With this theory, your VM of 64 vCPUs should be distributed across two NUMA clients, each NUMA client grouping 32 vCPUs.
The advice of setting numa.autosize.vcpu.maxPerVirtualNode in the book is to propagate the virtual NUMA topology to the guest OS. This is typically recommended for VMs that exceed the memory capacity of a NUMA node while being able to all the vCPUs in a single NUMA node. In your scenario, setting it to 11 restricts the scheduler to prefer HT threads for sizing the NUMA client. 64/11 = 5.8; thus, it should round up to 6, but it doesn't do this, so I expect other advanced settings are influencing the NUMA client configuration.

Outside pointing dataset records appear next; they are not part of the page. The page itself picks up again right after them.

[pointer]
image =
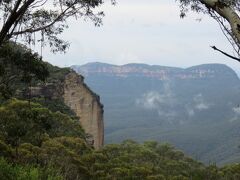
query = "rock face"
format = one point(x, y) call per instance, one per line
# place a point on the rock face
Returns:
point(86, 105)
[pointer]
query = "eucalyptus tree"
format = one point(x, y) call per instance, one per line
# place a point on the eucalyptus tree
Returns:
point(225, 12)
point(44, 20)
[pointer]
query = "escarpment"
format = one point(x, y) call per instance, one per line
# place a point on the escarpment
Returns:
point(86, 104)
point(71, 89)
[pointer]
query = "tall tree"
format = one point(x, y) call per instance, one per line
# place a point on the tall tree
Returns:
point(226, 13)
point(43, 20)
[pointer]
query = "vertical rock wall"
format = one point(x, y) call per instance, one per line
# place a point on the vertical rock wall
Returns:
point(86, 105)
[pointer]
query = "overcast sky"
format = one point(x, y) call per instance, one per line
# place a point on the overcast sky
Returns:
point(144, 31)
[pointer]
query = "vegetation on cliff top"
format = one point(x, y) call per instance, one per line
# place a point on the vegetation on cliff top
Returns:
point(39, 142)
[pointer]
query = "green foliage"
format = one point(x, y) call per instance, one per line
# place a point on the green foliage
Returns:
point(22, 122)
point(9, 171)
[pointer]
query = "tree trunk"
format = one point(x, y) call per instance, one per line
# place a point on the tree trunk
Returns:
point(227, 13)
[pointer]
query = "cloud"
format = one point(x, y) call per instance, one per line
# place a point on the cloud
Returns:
point(236, 116)
point(162, 102)
point(198, 104)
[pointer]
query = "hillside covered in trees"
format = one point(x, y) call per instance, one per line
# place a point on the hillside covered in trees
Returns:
point(42, 138)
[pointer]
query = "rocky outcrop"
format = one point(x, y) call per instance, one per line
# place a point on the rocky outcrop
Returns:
point(86, 104)
point(81, 100)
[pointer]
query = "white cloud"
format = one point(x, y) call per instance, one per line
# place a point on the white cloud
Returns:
point(199, 102)
point(163, 102)
point(144, 32)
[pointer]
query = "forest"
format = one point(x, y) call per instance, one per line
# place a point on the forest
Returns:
point(41, 138)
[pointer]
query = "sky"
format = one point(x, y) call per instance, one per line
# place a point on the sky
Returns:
point(144, 31)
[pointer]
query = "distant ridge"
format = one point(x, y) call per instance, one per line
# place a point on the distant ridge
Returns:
point(156, 71)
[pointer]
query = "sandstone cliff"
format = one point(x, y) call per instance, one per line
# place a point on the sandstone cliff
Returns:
point(70, 88)
point(86, 105)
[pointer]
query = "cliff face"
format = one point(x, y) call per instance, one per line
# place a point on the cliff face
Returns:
point(86, 105)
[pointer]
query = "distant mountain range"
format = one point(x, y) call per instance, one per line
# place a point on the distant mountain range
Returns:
point(196, 109)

Instead of diving into and wasting much time on figuring out this anomaly, my recommendation is to remove the setting numa.autosize.vcpu.maxPerVirtualNode, and allow the NUMA scheduler to align the NUMA client configuration to the PreferHT setting. Typically most customers do not use PreferHT on a virtual machine that has that many CPUs. PreferHT is an advanced setting designed to help workloads that are cache-intensive, but not CPU intensive. By scheduling all the vCPUs into the same NUMA node, it can leverage the same L1/L2/L3 cache and thus take advantage of the spatial locality of memory access. I suspect, you assigning 64 vCPUs is to have a lot of CPU resources available for the application.

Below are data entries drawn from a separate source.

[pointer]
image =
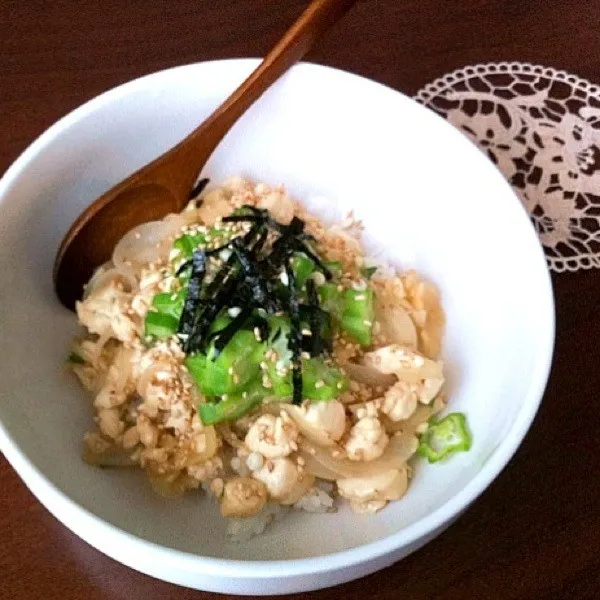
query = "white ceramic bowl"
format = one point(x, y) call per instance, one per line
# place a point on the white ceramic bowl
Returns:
point(425, 194)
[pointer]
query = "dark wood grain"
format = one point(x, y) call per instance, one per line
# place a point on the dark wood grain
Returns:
point(535, 533)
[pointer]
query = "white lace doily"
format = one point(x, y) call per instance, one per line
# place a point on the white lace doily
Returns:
point(542, 129)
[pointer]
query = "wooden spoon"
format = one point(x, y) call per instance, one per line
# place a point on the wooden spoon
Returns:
point(164, 185)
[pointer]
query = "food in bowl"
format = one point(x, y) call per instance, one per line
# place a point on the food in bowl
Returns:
point(248, 349)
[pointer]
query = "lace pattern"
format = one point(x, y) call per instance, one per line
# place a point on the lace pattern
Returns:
point(542, 129)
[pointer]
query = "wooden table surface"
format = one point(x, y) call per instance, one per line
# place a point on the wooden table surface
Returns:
point(535, 533)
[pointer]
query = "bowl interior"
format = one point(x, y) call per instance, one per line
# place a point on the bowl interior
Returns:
point(428, 200)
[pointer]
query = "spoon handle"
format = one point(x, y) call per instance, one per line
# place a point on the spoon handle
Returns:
point(296, 42)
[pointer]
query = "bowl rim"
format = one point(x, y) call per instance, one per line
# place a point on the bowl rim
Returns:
point(52, 497)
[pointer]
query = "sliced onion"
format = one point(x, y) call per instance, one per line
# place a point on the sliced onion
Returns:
point(105, 274)
point(147, 242)
point(398, 327)
point(322, 464)
point(368, 375)
point(409, 426)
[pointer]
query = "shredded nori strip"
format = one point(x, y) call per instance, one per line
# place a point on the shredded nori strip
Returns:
point(198, 188)
point(224, 335)
point(315, 320)
point(192, 299)
point(295, 339)
point(250, 279)
point(216, 297)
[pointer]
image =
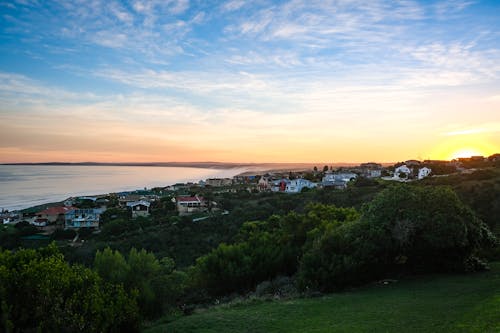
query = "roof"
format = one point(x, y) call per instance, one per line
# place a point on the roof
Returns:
point(190, 199)
point(56, 210)
point(137, 203)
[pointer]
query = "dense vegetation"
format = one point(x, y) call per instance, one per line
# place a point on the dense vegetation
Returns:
point(41, 292)
point(440, 303)
point(404, 229)
point(318, 240)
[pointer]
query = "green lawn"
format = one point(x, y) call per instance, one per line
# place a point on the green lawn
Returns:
point(442, 303)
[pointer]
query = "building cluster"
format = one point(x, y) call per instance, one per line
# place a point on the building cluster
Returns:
point(86, 211)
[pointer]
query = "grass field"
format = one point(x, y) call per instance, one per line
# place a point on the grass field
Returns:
point(438, 303)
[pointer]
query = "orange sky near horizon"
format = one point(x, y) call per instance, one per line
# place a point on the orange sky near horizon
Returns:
point(249, 81)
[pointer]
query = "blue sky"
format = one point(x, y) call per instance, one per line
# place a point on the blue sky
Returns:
point(344, 80)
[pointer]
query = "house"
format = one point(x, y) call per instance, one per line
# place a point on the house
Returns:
point(402, 172)
point(39, 222)
point(53, 214)
point(279, 185)
point(139, 208)
point(411, 163)
point(218, 182)
point(188, 205)
point(370, 165)
point(344, 176)
point(424, 172)
point(265, 183)
point(494, 158)
point(297, 185)
point(336, 184)
point(83, 218)
point(373, 173)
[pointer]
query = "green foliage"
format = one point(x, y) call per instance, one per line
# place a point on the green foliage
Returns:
point(118, 227)
point(40, 292)
point(264, 250)
point(439, 303)
point(404, 229)
point(155, 282)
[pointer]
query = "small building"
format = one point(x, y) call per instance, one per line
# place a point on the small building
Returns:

We decoupled the NUMA scheduling constructs from the user setting Cores per Socket (CPS). Thus the setting provides customers to align with licensing requirements while the NUMA scheduler can manage its constructs to optimize memory access. When setting it, it provides a socket topology, and the Guest OS translates that as cache scheduling domains. In your situation, with 64 vCPUs with PreferHT enabled and maxPerVirtualNode disabled, you should get two NUMA clients with each containing 32 vCPUs. Your CPS setting should be 32 cores per Socket. That will present a dual-socket configuration, and your Guest OS will create a Cache map, where 32 CPUs share the same cache. The application and Guest OS can now determine where to place the threads when they expect these threads to share and access the same memory blocks.
Hope this clarifies it for you, if you decide to apply my recommendation, please test it first in a non-production environment and post the results as others might experience a similar situation and are helped by your experience.